Dalam study mandiri masing masing seseorang memiliki kebihan dan kekurangannya, ada yang berhasil secara cepat, ada yang lambat dan bahkan ada yang tercapai. Dan para lulusan Pesanten ada diantaranya yang melanjutkan study ke Timur tengah, di Timur tengah mereka berkesempatan bersentuhan  dengan kitab kitab klasik dan bahkan lebih tebal. Tetapi merwka yang melanjutkan study ke Barat mereka akan bersentuhan dengan kitab kitab dan pemikiran Orientalis. Yaitu non Muslim yang meneliti dan menulis tentang Islam.
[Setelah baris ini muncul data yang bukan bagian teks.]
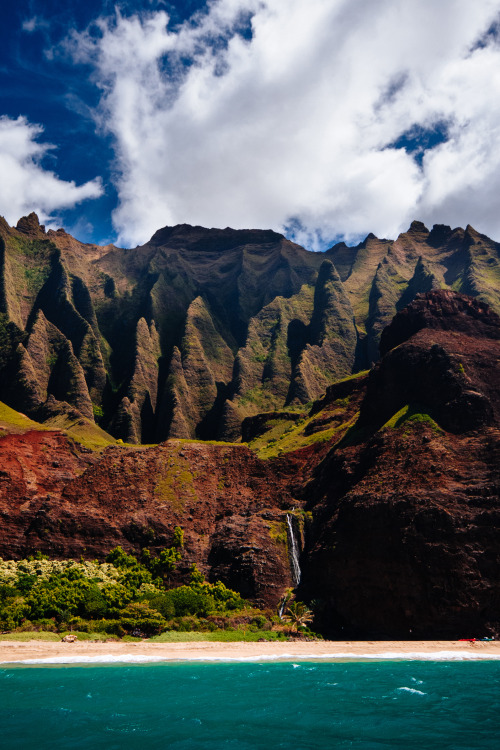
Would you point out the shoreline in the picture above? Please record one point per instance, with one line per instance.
(86, 652)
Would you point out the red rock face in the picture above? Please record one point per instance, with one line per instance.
(67, 503)
(406, 539)
(405, 532)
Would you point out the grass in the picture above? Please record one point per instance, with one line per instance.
(81, 430)
(412, 414)
(281, 439)
(15, 419)
(223, 636)
(173, 636)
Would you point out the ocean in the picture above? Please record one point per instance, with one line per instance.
(368, 705)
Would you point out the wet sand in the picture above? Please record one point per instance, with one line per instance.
(85, 651)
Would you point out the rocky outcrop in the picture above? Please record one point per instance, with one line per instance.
(200, 328)
(391, 481)
(406, 507)
(62, 500)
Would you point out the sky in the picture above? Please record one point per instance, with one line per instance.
(321, 119)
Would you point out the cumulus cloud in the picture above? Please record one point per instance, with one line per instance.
(25, 185)
(276, 113)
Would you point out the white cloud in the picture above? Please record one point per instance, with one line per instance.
(297, 122)
(25, 185)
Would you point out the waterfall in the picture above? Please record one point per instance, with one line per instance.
(281, 608)
(293, 550)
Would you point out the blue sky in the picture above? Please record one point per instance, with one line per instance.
(326, 120)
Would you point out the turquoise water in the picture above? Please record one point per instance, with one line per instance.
(243, 706)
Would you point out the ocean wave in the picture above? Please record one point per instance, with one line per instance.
(334, 656)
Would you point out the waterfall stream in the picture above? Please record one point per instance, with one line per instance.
(293, 550)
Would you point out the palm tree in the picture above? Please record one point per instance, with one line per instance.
(298, 615)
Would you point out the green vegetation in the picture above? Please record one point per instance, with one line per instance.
(14, 419)
(124, 596)
(284, 437)
(410, 415)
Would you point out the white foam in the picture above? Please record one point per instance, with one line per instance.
(334, 656)
(411, 690)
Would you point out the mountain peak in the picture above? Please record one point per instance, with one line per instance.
(417, 227)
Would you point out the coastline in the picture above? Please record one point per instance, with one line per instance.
(43, 652)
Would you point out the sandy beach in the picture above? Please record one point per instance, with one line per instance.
(86, 651)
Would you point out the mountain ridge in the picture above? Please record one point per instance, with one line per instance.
(198, 329)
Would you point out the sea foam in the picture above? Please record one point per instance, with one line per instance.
(334, 656)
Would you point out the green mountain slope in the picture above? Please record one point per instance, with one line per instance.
(199, 328)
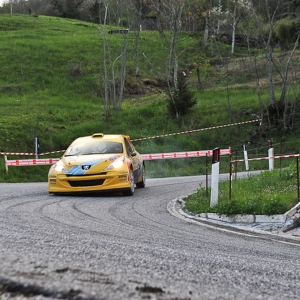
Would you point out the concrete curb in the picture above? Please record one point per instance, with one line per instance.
(283, 226)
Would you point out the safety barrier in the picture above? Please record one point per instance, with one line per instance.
(155, 156)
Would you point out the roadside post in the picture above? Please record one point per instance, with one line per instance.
(215, 177)
(271, 155)
(246, 158)
(37, 147)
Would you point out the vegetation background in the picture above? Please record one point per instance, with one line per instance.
(63, 75)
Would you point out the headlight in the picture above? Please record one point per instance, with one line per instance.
(116, 164)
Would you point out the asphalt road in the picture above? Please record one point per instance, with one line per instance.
(113, 247)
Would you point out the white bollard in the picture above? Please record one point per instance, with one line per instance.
(271, 155)
(246, 158)
(215, 169)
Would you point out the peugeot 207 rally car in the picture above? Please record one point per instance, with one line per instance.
(98, 163)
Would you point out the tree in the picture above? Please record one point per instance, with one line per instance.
(181, 99)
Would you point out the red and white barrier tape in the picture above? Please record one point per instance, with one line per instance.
(51, 161)
(30, 162)
(147, 138)
(267, 158)
(183, 154)
(196, 130)
(30, 153)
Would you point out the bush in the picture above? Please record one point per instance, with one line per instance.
(181, 100)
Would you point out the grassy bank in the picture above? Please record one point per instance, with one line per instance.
(51, 86)
(265, 194)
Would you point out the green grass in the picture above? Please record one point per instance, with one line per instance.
(51, 79)
(269, 193)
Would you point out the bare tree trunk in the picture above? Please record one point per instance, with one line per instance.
(234, 27)
(104, 62)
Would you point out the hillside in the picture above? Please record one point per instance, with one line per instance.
(51, 86)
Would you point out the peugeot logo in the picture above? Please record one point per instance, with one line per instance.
(85, 167)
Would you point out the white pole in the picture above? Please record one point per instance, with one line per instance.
(36, 147)
(215, 177)
(271, 155)
(6, 167)
(246, 158)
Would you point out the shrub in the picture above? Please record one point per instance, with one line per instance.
(181, 100)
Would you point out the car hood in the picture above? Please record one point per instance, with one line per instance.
(88, 164)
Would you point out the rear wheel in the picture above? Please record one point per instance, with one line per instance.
(130, 191)
(142, 183)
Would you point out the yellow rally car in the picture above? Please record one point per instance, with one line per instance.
(98, 163)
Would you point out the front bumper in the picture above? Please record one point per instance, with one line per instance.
(63, 183)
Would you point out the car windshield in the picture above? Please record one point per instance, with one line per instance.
(94, 148)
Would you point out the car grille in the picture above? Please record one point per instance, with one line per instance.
(86, 182)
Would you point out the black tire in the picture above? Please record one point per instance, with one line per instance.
(130, 191)
(142, 183)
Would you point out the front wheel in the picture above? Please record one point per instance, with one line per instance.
(130, 191)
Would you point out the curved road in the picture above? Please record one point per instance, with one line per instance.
(109, 246)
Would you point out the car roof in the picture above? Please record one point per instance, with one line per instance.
(101, 136)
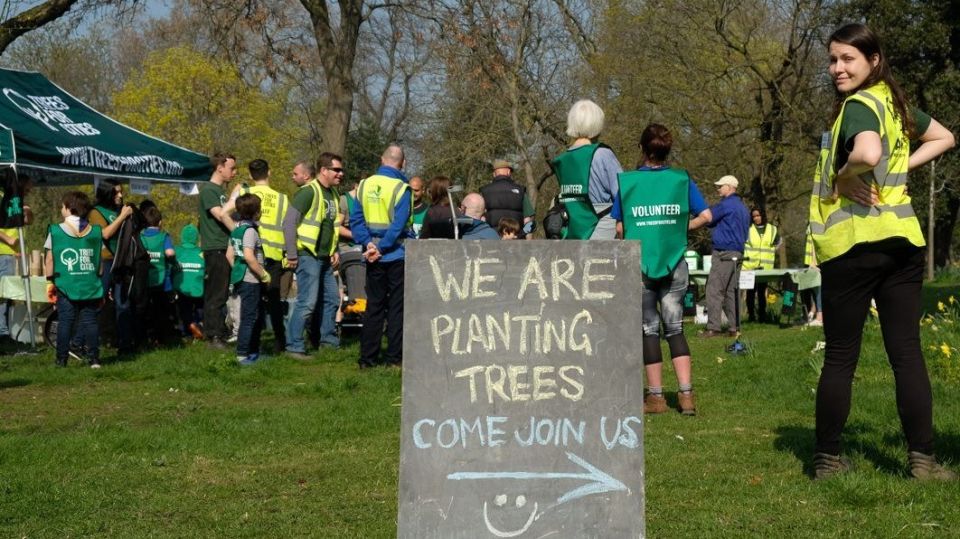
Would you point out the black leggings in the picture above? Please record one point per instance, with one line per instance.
(892, 274)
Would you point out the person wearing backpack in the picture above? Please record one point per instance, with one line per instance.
(155, 316)
(587, 172)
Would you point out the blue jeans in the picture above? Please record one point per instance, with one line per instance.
(84, 313)
(663, 301)
(251, 317)
(315, 280)
(8, 266)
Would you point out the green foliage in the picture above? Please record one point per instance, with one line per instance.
(365, 144)
(941, 337)
(202, 103)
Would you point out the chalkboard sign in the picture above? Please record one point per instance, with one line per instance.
(522, 390)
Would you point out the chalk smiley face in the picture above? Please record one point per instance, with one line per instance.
(500, 501)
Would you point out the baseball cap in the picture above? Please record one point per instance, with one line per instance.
(502, 163)
(728, 180)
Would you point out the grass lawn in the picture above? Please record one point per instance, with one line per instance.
(183, 443)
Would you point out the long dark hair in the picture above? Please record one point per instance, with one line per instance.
(864, 40)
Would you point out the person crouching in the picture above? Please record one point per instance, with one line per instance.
(248, 277)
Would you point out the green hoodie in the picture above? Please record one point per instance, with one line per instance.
(188, 274)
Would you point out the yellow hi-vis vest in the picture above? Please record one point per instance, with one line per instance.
(273, 208)
(809, 254)
(6, 249)
(308, 233)
(837, 223)
(759, 252)
(378, 196)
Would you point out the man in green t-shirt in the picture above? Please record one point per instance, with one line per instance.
(310, 231)
(215, 226)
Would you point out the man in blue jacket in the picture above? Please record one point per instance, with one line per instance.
(381, 222)
(730, 221)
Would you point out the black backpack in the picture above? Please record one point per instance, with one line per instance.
(555, 221)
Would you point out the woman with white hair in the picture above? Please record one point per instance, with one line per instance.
(587, 173)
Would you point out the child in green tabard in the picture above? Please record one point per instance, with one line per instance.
(187, 277)
(248, 277)
(73, 264)
(155, 318)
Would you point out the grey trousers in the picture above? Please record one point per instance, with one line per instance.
(724, 275)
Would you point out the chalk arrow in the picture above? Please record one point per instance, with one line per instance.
(598, 481)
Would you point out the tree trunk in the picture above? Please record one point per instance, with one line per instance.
(31, 19)
(337, 121)
(943, 231)
(338, 50)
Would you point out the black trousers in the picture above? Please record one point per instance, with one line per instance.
(760, 310)
(384, 304)
(276, 307)
(216, 288)
(892, 274)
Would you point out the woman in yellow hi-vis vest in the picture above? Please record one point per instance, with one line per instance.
(869, 245)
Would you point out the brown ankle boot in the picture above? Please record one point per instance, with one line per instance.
(687, 402)
(654, 404)
(826, 465)
(926, 468)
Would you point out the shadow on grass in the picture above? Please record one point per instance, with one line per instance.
(14, 382)
(796, 439)
(858, 437)
(948, 447)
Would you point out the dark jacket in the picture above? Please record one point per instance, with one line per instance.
(503, 197)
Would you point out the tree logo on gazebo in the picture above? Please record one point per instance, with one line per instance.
(69, 258)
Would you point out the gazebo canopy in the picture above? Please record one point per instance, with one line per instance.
(58, 139)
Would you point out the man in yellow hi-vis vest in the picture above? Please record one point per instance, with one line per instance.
(381, 222)
(310, 231)
(759, 253)
(273, 209)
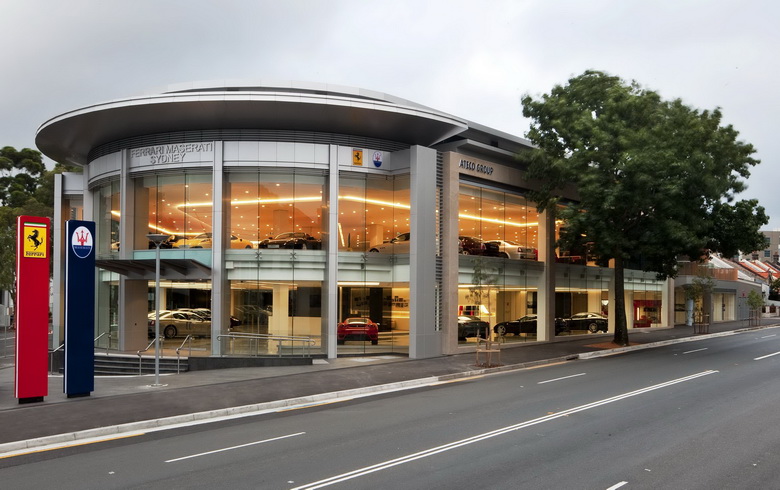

Antara Timur tengah dengan sistem pendidikan di  Barat memilkiki perbedaan yang cukup ekstrim.

Yang ingin disampaiukan dalam tulisan ini adalah bahwa  semakin tinggi jenjang pendidikan maka seseorang akan memiliki kemampuan untuk melakukan studi literatur secara mandiri. Bukti yang paling mudah kita temua pada saat sekarang ini dalah dari fenomena kepakaran para muallaf. Tidak terhitung jumlahnya sekarang ini para muallaf yang memiliki pemahaman keisalaman yang jauh di atas rata rata. Mereka telah melalui jenjang pendidikan S1, S2 dan S3.

Bagi mantan pendeta atau semacamnya di agama lain, mereka ada dalam ilmu keislaman dalam lingkup kritologi atau lain semacamnya. Tingkat pendidikan mereka sangat membantu dalam profesionalisme kepakaran mereka. Tetapi ada juga diantara mereka yang memilih keilmuan secara kaffah, walaupun berasumbu kepada keakidahan, tetapi secara diam diam mereka mendalami problema sosial. Yang ingin saya sampaikan adalah fenomena Ustadz Flik Xiau, juga seorang muallaf, mengagumkan, bagaimana Felix Xiau mencapai taraf kekaffahan ilmu keislamannya dibanding banyak ummat Islam memang telah Islam sebelum dilahirkan.

Ini sekedar bukti bahwa dalam ilmu keislaman mencapai kepakaran dan kekaffahan dalam pemahaman  keislamanya. Yang dalam awal tulisan ini saya katakan banyak kita temukan mereka yang memiliki pemahaman yang luar biasa dengan melalui autodidag. Relatif berusaha belajar sendiri. Yang ingin saya tuliskan adalah betapa banyaknya mereka yang sukses melakukan sutudy Islam sementara mereka memiliki pendidikan dalam tevel  relatif rendah, atau mereka yang sesungguhnya memiliki disiplin ilmu yang lain, tetapi mereka mampu mencapai pemahaman ilmu keislaman yang lebih kaffah atau total. Dimaksudkan mereka semisal Ricky Gerung dalam ilmu keislaman  jumlahnya banyak sekali. Hingga sekarang masih terus bertambah dan berkembang.